THE SECOND WORLD WAR
The outbreak of the Second World War had no immediate effect on life of the Battalion which was located in the Malakand on garrison duty. It had no modern equipment apart from some Vickers machine guns and Vickers-Berthier light automatics. There were no mortars, radios or mechanical vehicles except the British Officers’ Mess car which was driven by a re-enlisted Naik who had been a taxi driver.
In April 1940 the Battalion returned to Abbottabad on a routine peace-time move. Major recruiting efforts started in September when orders were given to re-raise the 3rd Battalion. Subsequently a 4th Battalion was also formed. During this year the Gurkha Brigade had 20 Gurkha Officers and 1,800 men away on recruiting duties which resulted in the introduction of a centralised recruiting system, thus ending for ever the old method of recruiting by regimental recruiting parties. During the years 1939-45, 110,941 recruits were enlisted, of which the Regiment received 10,397. The central recruiting organisation was run by Col G C Strahan (late 6 GR). Maj H R K Gibbs 6 GR was the deputy Recruiting Officer from 1940-47.

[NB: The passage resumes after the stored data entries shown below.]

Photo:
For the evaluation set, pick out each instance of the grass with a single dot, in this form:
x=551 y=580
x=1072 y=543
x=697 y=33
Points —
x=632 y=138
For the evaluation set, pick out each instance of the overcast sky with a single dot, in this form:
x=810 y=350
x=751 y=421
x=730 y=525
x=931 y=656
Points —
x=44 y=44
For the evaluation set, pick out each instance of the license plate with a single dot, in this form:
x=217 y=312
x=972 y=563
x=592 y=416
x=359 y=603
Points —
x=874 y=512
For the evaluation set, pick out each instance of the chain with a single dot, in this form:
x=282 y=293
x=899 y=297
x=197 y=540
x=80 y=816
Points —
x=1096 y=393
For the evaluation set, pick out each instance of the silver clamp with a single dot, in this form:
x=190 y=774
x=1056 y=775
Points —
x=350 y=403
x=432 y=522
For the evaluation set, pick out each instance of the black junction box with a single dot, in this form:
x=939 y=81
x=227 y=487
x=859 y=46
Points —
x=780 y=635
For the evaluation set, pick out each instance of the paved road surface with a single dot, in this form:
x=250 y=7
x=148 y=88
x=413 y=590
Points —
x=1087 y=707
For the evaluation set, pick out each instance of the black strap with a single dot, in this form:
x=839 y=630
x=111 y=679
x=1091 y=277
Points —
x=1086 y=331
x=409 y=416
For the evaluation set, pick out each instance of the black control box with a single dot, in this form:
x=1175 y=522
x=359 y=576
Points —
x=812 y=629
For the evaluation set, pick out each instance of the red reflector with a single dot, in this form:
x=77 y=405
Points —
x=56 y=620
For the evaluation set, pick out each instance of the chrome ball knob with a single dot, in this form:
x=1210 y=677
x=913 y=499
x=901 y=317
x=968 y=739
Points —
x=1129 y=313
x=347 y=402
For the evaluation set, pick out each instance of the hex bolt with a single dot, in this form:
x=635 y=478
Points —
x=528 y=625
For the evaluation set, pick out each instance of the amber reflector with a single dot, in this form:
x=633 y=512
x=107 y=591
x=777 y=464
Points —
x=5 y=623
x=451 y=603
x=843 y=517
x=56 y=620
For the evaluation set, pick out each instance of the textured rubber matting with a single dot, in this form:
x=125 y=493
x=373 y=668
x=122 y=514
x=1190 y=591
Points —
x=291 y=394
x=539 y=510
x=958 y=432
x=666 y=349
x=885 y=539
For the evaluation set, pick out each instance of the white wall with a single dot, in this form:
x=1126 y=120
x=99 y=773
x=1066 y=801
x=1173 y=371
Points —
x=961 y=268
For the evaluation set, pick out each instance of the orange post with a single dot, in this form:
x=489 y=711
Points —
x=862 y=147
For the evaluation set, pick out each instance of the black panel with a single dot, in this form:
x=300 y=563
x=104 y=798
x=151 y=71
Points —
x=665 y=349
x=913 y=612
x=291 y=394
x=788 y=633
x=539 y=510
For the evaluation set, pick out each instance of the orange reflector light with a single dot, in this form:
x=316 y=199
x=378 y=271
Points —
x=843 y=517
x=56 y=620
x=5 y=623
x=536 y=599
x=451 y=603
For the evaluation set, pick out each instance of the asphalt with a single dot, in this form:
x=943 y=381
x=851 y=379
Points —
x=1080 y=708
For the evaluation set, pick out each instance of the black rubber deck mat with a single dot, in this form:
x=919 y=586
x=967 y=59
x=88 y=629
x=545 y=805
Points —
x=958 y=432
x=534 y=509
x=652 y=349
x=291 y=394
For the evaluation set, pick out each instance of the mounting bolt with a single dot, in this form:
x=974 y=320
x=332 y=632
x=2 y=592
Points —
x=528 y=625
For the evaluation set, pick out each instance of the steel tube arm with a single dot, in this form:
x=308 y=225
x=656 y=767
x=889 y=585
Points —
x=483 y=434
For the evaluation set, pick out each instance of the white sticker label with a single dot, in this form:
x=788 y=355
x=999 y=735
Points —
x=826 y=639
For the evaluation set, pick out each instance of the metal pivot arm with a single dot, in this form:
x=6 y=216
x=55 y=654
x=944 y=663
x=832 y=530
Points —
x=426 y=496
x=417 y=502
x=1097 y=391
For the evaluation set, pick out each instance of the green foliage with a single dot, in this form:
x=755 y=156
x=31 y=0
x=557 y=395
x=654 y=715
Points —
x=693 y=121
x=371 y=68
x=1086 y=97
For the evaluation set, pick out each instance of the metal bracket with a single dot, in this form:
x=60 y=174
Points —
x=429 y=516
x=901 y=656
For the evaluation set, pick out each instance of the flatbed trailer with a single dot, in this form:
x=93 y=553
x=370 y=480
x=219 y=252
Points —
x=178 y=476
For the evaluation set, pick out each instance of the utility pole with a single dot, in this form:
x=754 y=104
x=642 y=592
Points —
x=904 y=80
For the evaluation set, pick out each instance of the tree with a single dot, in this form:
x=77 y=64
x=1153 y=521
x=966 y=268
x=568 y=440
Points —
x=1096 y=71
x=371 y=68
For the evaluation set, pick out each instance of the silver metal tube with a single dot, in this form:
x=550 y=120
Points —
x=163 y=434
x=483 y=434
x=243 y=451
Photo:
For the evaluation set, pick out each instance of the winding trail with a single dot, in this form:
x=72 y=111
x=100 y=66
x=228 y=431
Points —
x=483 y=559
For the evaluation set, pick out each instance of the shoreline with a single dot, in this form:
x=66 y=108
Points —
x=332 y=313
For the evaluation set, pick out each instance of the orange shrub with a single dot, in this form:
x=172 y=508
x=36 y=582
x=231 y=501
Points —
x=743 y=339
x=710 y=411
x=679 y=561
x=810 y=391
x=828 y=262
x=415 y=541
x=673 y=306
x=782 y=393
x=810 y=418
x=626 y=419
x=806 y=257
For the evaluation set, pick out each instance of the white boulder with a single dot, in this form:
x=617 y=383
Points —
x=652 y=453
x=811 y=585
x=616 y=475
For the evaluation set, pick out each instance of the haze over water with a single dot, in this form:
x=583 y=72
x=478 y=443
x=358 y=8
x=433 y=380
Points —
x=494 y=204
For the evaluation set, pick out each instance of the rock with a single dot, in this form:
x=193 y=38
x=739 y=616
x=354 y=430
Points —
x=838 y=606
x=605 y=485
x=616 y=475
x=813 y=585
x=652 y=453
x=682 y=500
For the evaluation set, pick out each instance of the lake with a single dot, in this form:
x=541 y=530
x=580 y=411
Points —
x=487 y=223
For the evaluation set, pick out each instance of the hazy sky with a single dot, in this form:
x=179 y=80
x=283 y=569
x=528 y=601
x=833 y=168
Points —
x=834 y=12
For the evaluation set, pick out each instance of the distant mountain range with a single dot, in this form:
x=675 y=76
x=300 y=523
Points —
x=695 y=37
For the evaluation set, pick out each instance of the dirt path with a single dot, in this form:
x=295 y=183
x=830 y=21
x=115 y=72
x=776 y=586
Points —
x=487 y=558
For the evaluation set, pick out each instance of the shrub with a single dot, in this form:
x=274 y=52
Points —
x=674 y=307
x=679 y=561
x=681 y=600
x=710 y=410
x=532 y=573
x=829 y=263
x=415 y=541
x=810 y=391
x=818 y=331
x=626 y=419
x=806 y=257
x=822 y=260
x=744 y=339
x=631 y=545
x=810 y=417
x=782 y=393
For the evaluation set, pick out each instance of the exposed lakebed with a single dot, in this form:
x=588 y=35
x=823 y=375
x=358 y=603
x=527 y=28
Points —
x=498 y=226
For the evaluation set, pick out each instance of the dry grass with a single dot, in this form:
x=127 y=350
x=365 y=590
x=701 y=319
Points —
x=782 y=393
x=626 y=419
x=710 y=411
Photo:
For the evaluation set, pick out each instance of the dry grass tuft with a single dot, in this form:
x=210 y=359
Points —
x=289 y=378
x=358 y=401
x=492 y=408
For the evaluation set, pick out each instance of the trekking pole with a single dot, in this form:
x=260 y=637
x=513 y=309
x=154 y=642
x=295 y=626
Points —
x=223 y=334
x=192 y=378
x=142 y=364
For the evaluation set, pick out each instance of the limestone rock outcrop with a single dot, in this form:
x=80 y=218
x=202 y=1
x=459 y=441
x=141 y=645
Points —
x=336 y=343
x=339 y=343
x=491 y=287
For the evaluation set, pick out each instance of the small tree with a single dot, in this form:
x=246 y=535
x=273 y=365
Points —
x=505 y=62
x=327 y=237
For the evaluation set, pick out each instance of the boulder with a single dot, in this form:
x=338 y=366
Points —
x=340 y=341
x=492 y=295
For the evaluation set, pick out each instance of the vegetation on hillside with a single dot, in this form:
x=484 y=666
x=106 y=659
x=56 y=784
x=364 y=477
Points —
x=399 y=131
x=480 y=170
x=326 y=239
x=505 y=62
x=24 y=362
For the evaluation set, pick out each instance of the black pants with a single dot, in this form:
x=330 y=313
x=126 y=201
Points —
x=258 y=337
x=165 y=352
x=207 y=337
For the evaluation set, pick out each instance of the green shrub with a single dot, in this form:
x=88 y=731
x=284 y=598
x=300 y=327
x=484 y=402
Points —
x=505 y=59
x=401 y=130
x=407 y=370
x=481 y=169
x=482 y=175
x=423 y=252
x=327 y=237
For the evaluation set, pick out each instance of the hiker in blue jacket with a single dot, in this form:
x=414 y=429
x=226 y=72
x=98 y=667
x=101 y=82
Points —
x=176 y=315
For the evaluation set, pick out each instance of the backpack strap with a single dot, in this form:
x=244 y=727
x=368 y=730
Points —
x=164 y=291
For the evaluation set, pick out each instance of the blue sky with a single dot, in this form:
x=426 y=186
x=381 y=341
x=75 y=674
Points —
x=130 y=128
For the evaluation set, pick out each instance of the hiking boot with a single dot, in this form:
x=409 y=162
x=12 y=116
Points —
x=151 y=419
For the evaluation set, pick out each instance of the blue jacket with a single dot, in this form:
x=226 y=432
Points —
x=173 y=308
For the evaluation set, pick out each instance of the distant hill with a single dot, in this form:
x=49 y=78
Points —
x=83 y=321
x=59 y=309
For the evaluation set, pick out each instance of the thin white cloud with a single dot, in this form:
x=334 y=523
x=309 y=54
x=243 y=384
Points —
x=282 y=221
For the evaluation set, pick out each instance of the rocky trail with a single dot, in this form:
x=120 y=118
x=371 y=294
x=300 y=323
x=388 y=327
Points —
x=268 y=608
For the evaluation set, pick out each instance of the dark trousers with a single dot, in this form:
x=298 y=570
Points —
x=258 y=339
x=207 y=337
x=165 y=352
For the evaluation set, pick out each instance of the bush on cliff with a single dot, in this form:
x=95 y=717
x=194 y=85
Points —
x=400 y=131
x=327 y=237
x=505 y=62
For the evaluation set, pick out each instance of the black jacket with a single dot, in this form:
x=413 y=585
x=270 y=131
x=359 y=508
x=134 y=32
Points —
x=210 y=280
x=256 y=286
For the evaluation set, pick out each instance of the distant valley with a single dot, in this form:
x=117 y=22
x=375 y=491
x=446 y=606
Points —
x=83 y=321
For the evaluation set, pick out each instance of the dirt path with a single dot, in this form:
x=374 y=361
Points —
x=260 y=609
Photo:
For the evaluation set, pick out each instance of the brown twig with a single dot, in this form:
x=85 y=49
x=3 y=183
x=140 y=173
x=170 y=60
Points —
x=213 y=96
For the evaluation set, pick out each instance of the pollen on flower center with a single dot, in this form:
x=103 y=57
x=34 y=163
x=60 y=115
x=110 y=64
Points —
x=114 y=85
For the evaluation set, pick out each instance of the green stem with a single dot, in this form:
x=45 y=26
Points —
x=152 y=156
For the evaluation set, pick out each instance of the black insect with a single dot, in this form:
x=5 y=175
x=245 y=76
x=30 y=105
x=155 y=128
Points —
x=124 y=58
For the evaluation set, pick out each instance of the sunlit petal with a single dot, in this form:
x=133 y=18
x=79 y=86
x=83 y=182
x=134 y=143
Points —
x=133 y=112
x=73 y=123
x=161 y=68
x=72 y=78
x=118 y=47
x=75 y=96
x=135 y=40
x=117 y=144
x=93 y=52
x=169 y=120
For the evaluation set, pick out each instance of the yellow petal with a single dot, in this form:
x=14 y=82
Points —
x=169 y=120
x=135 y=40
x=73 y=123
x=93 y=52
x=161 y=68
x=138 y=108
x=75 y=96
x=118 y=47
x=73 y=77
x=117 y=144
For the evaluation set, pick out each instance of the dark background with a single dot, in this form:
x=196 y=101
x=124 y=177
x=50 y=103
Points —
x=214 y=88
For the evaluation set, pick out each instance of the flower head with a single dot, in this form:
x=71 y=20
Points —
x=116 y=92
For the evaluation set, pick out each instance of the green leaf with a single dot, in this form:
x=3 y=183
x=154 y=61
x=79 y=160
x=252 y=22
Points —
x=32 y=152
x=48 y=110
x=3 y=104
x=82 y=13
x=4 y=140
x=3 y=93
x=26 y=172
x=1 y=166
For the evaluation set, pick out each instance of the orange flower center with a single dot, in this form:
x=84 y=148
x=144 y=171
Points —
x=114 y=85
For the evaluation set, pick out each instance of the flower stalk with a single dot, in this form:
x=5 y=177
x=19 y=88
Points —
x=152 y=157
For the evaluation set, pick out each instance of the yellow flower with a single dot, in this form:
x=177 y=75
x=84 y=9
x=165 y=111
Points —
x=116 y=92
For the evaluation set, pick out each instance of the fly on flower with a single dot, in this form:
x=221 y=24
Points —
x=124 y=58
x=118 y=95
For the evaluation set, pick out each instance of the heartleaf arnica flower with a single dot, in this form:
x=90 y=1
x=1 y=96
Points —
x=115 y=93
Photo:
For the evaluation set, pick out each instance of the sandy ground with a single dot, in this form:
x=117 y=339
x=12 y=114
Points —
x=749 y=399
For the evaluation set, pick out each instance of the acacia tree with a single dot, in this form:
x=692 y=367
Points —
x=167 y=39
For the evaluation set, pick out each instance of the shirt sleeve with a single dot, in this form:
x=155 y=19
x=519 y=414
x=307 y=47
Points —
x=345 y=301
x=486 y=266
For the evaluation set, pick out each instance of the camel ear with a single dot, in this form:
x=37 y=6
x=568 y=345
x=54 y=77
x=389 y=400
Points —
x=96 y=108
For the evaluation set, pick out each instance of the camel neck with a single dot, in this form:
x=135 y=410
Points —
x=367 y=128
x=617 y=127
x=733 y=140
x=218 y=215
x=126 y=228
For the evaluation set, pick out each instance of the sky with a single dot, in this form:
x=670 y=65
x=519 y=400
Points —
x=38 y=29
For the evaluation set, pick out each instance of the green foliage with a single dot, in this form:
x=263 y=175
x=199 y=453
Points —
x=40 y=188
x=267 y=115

In 1940 Subedar Major Maniraj Gurung retired after 33 years service. He was the last man serving who had been with the Battalion at Gallipoli. The Commanding Officer, Lt Col G R Grove was the only British Officer in the Battalion with more than 3 years service. In September 1940 the Battalion moved to Waziristan to carry out duties on the Frontier which consisted mainly of protecting convoys. The period April to June 1941 was spent training near Abbottabad before the Battalion was once more deployed to the Frontier until September 1941.
Japan entered the War in December 1941 and in February 1942 the Battalion left Abbottabad, never to return, thereby ending a 42 year association with the town which had been the Regiment’s home. As part of 19 Indian Division (the Dagger Division) it carried out intensive training, its war role being the defence of India. Gradually new equipment was issued and by the end of 1942 the Battalion consisted of 1,000 all ranks.
It is of interest to note that in 1942, while the Battalion was still training hard in India, fate had brought together in Burma three of its most distinguished officers – Lt Gen Sir William Slim commanding 1 Burma Corps, Maj Gen D Tennant Cowan commanding 17 Indian Division and Maj Gen J B Scott commanding 1 Burma Division.
By 1943 the Battalion was organised into Headquarters, Administrative and four Rifle Companies. By now the accent had changed from the defence of India to jungle operations in Burma. The training undertaken was varied accordingly.
In August 1944, after three and half years training, the Battalion moved to Manipur State to start operations against the Japanese. In November, with 167 mules for transport, it crossed the Chindwin River and began the long march to Rangoon. Ten to twenty miles a day were covered on foot carrying three days rations. Resupply was by airdrop. In January 1945 it crossed the Irrawaddy River to take part in the attack on the major Burmese town of Mandalay. Before the attack started a bitter fight developed to secure 19 Division’s bridgehead as of which the Battalion won 2 MCs and 9 MMs.
After bitter fighting, Mandalay was finally captured in March 1945. Soon afterwards Gen Slim, now Commander of 14th Army, paid a visit to his old Battalion. The road to Rangoon now lay open and in the subsequent months part of the 14th Army pushed south towards the city. This advance cut the Japanese forces in two and they tried desperately to reunite and withdraw into Thailand. The Battalion was heavily engaged in operations to cut off and clear those Japanese forces remaining in Burma. The Japanese rarely surrendered and each encounter had to be followed through to the final elimination of every enemy soldier in position attacked.
In August 1945 Japan surrendered unconditionally after atom bombs had been dropped on two of her cities. The War was over but the Battalion now had the task of helping to deal with the surrendered enemy.